🚀 Major Upgrade! Visual Workflow Orchestrator and AI-Powered Crawler Implemented. Added Model Arena Feature and Efficiency Optimizations (Two-Level Caching Architecture + End-to-End Performance Enhancements).

2025-03-13 13:14:35 +08:00
parent ee5372941a
commit 0c6a40b869
12 changed files with 5688 additions and 78 deletions
@@ -0,0 +1,357 @@
+import re
+import json
+import os
+import logging
+from pathlib import Path
+
+logger = logging.getLogger('sensitive_filter')
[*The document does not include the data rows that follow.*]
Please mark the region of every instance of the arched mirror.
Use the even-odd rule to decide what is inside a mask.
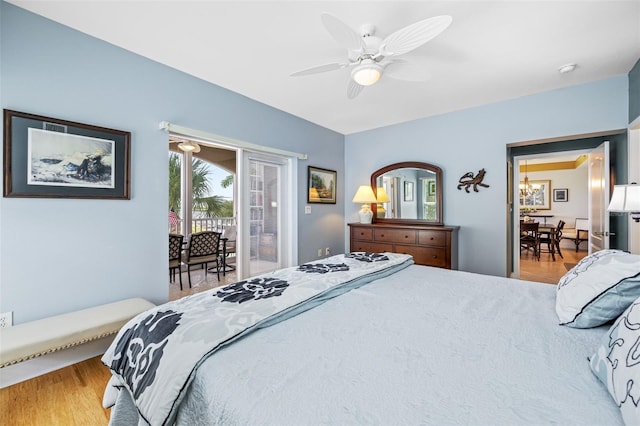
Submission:
[[[442,169],[406,161],[371,174],[374,222],[442,225]]]

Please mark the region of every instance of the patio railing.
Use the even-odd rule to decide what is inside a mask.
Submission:
[[[178,223],[176,225],[169,224],[169,233],[174,234],[184,234],[186,233],[183,228],[183,220],[178,219]],[[220,231],[227,226],[235,225],[236,218],[235,217],[208,217],[208,218],[198,218],[191,220],[191,232],[190,234],[202,231]]]

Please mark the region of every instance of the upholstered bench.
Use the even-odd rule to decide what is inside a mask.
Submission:
[[[115,334],[155,305],[125,299],[0,329],[0,368]]]

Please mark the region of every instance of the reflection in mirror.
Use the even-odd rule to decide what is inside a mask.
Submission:
[[[442,224],[442,170],[432,164],[396,163],[371,175],[380,222]]]

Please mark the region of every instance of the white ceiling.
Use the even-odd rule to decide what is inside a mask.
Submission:
[[[8,1],[342,134],[627,74],[640,58],[638,0]],[[404,56],[429,81],[383,76],[349,100],[348,69],[289,76],[345,59],[322,12],[383,38],[436,15],[453,23]]]

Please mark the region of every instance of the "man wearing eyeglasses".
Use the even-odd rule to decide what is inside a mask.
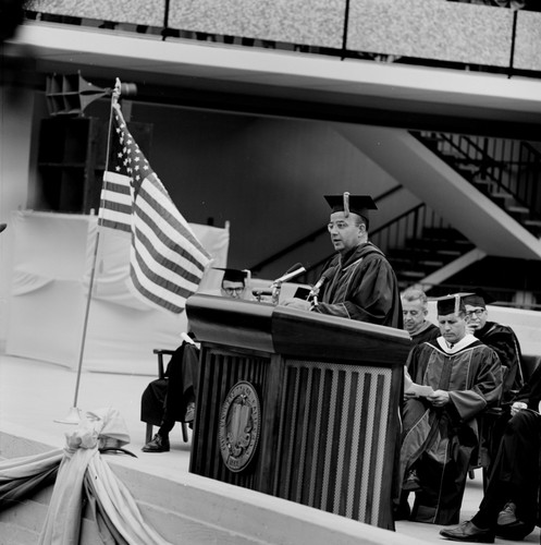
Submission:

+logger.setLevel(logging.INFO)
+
+class SensitiveDataFilter:
+    """
+    敏感数据过滤器 - 用于检测和屏蔽输出内容中的敏感信息
+    
+    功能:
+    1. 自动识别并过滤手机号、邮箱、身份证号、信用卡号等敏感信息
+    2. 支持自定义敏感信息模式和替换文本
+    3. 提供批量处理和实时过滤功能
+    """
+    
+    _instance = None
+    
+    def __new__(cls):
+        if cls._instance is None:
+            cls._instance = super(SensitiveDataFilter, cls).__new__(cls)
+            cls._instance._initialized = False
+        return cls._instance
+    
+    def __init__(self):
+        if self._initialized:
+            return
+            
+        # 默认配置
+        self.config = {
+            'enabled': os.getenv('ENABLE_SENSITIVE_DATA_FILTER', 'true').lower() == 'true',
+            'patterns': {
+                'phone': r'\b1[3-9]\d{9}\b',
+                'email': r'\b[A-Za-z0-9._%+-]+@[A-Za-z0-9.-]+\.[A-Z|a-z]{2,}\b',
+                'id_card': r'\b[1-9]\d{5}(19|20)\d{2}(0[1-9]|1[0-2])(0[1-9]|[12]\d|3[01])\d{3}[\dXx]\b',
+                'credit_card': r'\b\d{4}[ -]?\d{4}[ -]?\d{4}[ -]?\d{4}\b',
+                'address': r'(北京|上海|广州|深圳|天津|重庆|南京|杭州|武汉|成都|西安)市.*?(路|街|道|巷).*?(号)'
+            },
+            'replacements': {
+                'phone': '***********',
+                'email': '******@*****',
+                'id_card': '******************',
+                'credit_card': '****************',
+                'address': '[地址已隐藏]'
+            }
+        }
+        
+        # 加载自定义配置
+        self._load_config()
+        
+        # 编译正则表达式
+        self._compile_patterns()
+        
+        self._initialized = True
+        
+        logger.info("敏感数据过滤器初始化完成")
+        if self.config['enabled']:
+            logger.info(f"已启用以下类型的敏感数据过滤: {', '.join(self.config['patterns'].keys())}")
+        else:
+            logger.info("敏感数据过滤器已禁用")
+    
+    def _load_config(self):
+        """加载自定义配置"""
+        # 配置文件路径
+        data_dir = os.getenv('DATA_DIR', 'data')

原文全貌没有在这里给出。